Prosecutors argued that Crumbley has access to adult jail services that are not available to minors housed at Children’s Village of Oakland County.

He is currently allowed to watch TV, has access to a tablet to communicate with friends and family, is allowed to play games and has access to books, has phone privileges, receives mail, and has access to the jail commissary where he has an account and can buy certain items, the prosecution said.

Loftin argued that while his client has access to a tablet, it’s not something that’s housed in his cell with the device and that while he has access to a phone, he doesn’t have phone numbers for any relatives “so he hasn’t used it.” the phone at all.”

Oakland County Circuit Judge Kwame Rowe also heard from Children’s Village manager Heather Calcaterra, who said there are currently no minors in Children’s Village charged with murder.

“I have never had a case like this in my career,” Calcaterra said. “This was a devastating situation, and we don’t know what the defendant’s presence is on our campus, in classrooms, on units, what presence, how it can trigger or affect other Oakland County youth.”

Calcaterra added that she would be concerned about Crumbley’s safety at the juvenile detention center. “I don’t know if it would be a target. I don’t know if his presence in a juvenile facility would cause him some kind of trauma.”

Rowe allowed attorneys until the end of the week to provide supplemental information to the brief for consideration before deciding whether Crumbley will be allowed to be transferred to juvenile hall.

Rowe’s decision is expected to occur next week.

Ethan Crumbley’s behavior remains a concern, prosecutors say

In the days leading up to the shooting, Ethan Crumbley displayed troubling behavior that alarmed school officials.

His parents, Jennifer and James Crumbley, have pleaded not guilty to four counts of involuntary manslaughter for their actions, or lack thereof, leading up to the shooting.

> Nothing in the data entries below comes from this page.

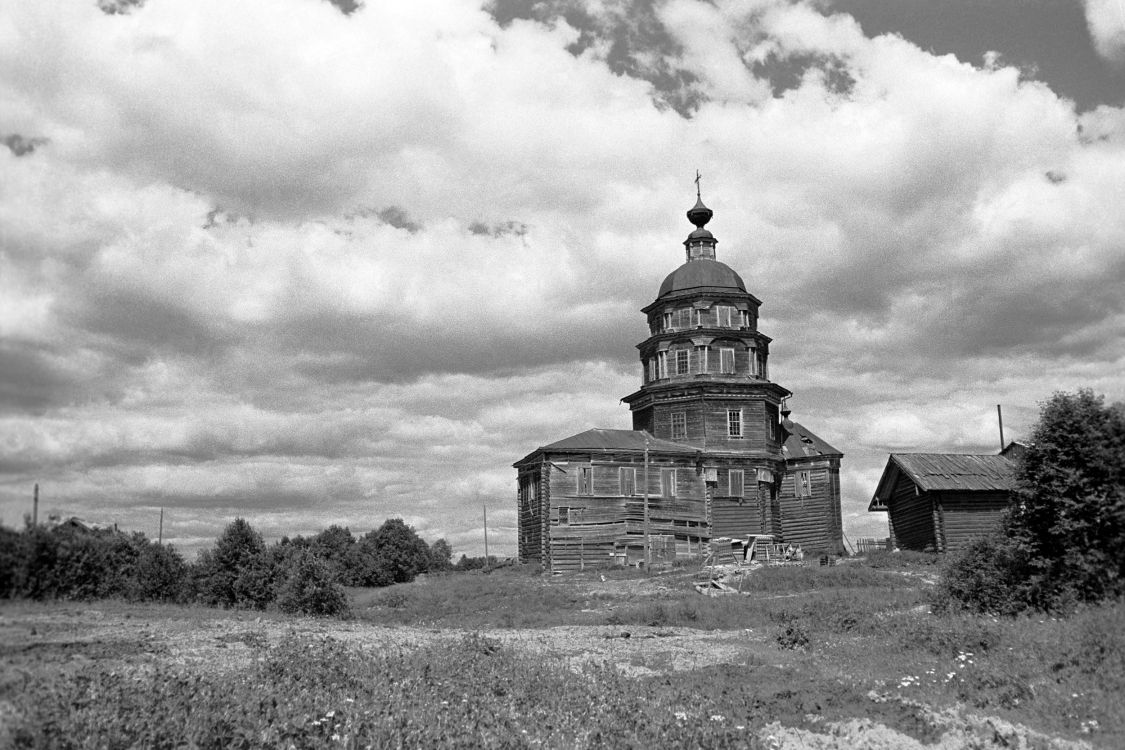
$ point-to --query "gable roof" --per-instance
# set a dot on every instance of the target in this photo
(802, 442)
(945, 472)
(603, 441)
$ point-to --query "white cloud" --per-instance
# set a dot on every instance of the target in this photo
(1106, 20)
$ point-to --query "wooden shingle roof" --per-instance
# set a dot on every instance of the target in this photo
(946, 472)
(604, 441)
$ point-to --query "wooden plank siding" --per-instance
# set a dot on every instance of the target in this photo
(966, 516)
(599, 527)
(912, 516)
(812, 521)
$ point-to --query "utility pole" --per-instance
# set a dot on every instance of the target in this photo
(648, 541)
(487, 562)
(999, 416)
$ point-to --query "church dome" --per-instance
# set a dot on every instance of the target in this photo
(702, 273)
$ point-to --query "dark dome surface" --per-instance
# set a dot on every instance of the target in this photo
(701, 273)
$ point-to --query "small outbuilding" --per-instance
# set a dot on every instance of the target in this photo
(941, 502)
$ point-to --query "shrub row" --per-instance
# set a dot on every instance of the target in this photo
(302, 575)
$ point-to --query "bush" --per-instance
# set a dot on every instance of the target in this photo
(988, 576)
(1069, 506)
(311, 589)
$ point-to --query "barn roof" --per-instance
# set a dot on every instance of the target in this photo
(597, 440)
(945, 472)
(802, 442)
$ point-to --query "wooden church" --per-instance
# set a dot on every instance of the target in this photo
(712, 452)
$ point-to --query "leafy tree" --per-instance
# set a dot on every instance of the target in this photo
(161, 574)
(332, 545)
(311, 588)
(441, 556)
(219, 569)
(393, 553)
(1069, 507)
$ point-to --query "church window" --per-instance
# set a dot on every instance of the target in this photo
(628, 480)
(727, 360)
(668, 482)
(737, 482)
(803, 484)
(678, 425)
(701, 359)
(585, 480)
(735, 423)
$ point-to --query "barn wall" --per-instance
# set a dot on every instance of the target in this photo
(911, 516)
(812, 522)
(608, 527)
(969, 515)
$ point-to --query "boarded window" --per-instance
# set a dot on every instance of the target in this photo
(803, 484)
(586, 480)
(727, 360)
(668, 482)
(737, 482)
(678, 425)
(628, 480)
(735, 423)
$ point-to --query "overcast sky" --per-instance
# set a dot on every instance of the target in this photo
(306, 263)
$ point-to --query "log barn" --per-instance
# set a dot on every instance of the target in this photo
(711, 453)
(938, 502)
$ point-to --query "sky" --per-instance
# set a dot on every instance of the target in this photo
(313, 263)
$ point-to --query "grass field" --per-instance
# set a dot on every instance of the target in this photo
(842, 657)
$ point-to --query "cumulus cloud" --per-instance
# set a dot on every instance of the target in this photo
(309, 268)
(1106, 20)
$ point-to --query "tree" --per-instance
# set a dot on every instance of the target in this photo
(218, 569)
(332, 545)
(1068, 514)
(393, 553)
(311, 589)
(441, 556)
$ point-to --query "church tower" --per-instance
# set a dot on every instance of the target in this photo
(705, 383)
(712, 452)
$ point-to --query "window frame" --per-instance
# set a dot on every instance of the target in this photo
(585, 481)
(802, 482)
(735, 423)
(731, 485)
(622, 484)
(722, 357)
(678, 418)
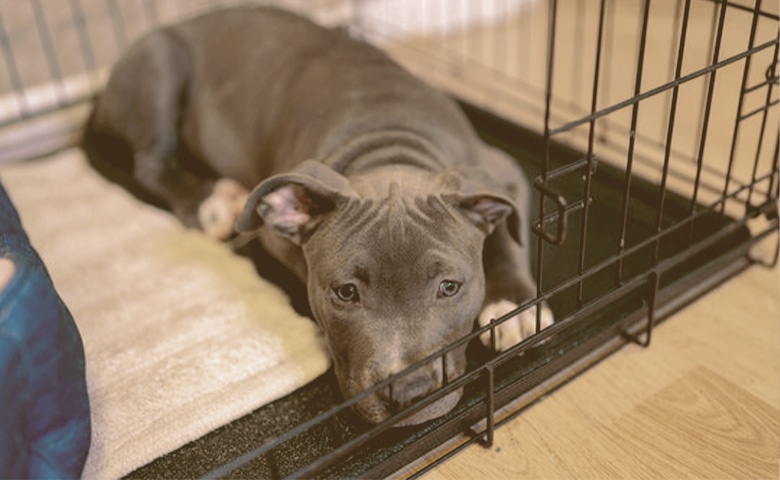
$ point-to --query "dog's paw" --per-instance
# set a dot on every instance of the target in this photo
(218, 213)
(514, 330)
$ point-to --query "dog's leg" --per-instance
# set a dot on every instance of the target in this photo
(146, 100)
(509, 282)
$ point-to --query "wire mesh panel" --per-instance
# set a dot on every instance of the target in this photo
(643, 197)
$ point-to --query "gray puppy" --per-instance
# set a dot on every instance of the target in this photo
(369, 184)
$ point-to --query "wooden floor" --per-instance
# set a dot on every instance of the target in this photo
(703, 401)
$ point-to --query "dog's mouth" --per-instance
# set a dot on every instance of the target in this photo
(375, 409)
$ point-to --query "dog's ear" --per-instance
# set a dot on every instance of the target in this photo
(481, 200)
(293, 203)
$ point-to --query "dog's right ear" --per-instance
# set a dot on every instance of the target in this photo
(293, 203)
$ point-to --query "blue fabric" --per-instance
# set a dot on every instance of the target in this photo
(44, 408)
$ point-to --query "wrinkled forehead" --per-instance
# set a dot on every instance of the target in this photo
(402, 224)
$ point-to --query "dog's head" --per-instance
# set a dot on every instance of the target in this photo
(394, 271)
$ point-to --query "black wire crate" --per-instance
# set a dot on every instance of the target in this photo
(644, 198)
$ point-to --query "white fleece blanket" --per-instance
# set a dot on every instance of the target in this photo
(181, 335)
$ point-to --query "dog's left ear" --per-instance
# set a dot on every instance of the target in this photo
(481, 200)
(294, 203)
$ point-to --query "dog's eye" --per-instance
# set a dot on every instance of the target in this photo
(448, 288)
(347, 293)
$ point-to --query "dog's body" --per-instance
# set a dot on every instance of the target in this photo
(370, 185)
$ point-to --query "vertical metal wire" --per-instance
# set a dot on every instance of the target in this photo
(672, 58)
(632, 141)
(49, 52)
(606, 80)
(579, 42)
(490, 405)
(706, 118)
(17, 85)
(767, 101)
(552, 21)
(659, 214)
(591, 161)
(710, 54)
(85, 45)
(740, 103)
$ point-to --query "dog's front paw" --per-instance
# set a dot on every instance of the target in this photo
(218, 213)
(514, 330)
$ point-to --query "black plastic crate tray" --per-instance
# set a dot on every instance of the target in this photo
(599, 324)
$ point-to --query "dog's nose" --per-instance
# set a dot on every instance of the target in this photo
(409, 389)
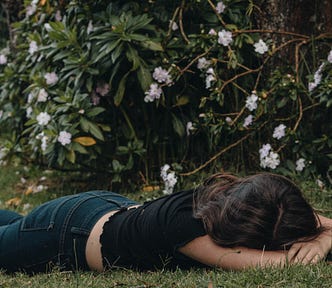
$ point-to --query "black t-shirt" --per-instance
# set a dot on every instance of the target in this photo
(148, 237)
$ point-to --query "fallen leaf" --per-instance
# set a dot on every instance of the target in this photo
(13, 202)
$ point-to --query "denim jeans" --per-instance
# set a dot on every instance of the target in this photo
(55, 233)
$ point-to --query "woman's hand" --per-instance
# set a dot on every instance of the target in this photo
(313, 251)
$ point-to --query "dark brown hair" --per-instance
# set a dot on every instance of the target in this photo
(263, 211)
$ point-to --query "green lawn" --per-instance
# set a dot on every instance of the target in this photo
(18, 182)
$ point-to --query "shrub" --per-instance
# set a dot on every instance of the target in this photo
(125, 87)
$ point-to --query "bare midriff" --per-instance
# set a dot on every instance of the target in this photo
(93, 245)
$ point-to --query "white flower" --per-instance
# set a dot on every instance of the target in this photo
(174, 26)
(270, 161)
(3, 59)
(103, 90)
(33, 47)
(268, 158)
(30, 98)
(43, 145)
(300, 164)
(209, 78)
(153, 93)
(90, 27)
(162, 75)
(64, 138)
(42, 95)
(203, 63)
(220, 7)
(48, 27)
(261, 47)
(212, 32)
(51, 78)
(279, 131)
(3, 152)
(317, 78)
(329, 57)
(251, 102)
(39, 188)
(31, 9)
(43, 118)
(320, 183)
(265, 150)
(224, 37)
(29, 112)
(58, 16)
(248, 121)
(169, 179)
(163, 170)
(189, 128)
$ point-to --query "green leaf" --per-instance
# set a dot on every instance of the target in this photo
(95, 111)
(95, 131)
(121, 89)
(178, 126)
(144, 77)
(151, 45)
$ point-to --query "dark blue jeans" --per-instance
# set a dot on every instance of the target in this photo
(55, 233)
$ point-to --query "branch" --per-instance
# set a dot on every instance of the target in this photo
(216, 156)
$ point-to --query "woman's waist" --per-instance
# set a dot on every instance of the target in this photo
(93, 246)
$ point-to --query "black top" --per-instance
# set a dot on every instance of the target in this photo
(148, 237)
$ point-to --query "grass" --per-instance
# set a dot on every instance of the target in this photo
(18, 183)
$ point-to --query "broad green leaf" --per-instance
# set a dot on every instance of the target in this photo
(95, 131)
(85, 141)
(151, 45)
(121, 89)
(178, 126)
(144, 77)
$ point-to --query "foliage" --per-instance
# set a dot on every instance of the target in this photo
(131, 85)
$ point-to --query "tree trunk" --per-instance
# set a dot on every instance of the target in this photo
(306, 17)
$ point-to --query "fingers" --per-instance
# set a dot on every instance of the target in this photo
(305, 254)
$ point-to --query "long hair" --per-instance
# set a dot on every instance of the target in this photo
(263, 211)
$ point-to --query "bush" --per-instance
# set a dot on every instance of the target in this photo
(125, 87)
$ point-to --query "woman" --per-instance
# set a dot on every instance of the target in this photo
(228, 222)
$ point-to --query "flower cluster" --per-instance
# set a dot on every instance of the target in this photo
(3, 59)
(51, 78)
(261, 47)
(268, 158)
(44, 140)
(279, 131)
(169, 179)
(43, 118)
(251, 105)
(163, 77)
(300, 164)
(64, 138)
(225, 37)
(220, 7)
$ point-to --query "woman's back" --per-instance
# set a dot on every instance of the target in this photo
(149, 236)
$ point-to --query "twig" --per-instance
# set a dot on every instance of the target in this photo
(216, 156)
(215, 11)
(181, 23)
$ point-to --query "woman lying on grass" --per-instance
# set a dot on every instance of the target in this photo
(228, 222)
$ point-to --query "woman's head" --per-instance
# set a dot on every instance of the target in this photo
(260, 211)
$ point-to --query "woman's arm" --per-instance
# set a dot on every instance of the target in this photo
(315, 250)
(204, 250)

Prosecutors accused them of giving their son easy access to the gun and ignoring signs that he was a threat.

They were arrested days after the shooting at a Detroit warehouse following a manhunt after they failed to appear in court for their initial arraignment.

During Tuesday’s hearing, Oakland County Assistant District Attorney Kelly Collins said Crumbley asked jail staff on Dec. 17, “How do I get my fan mail, my hate mail and my commissary?”

“He knows he’s going to have people who look up to him and people who hate him alike, and he wants that notoriety,” Collins said.

Collins argued that Crumbley’s email communication via tablet to what she called her fans shows that she portrays her life in prison as “not so bad”.

“We won’t have this in writing when you’re in Children’s Village, when you’re talking to another child,” Collins argued. “This is not a person you should put in the position of having contact with and potential influence over other minors,” she said.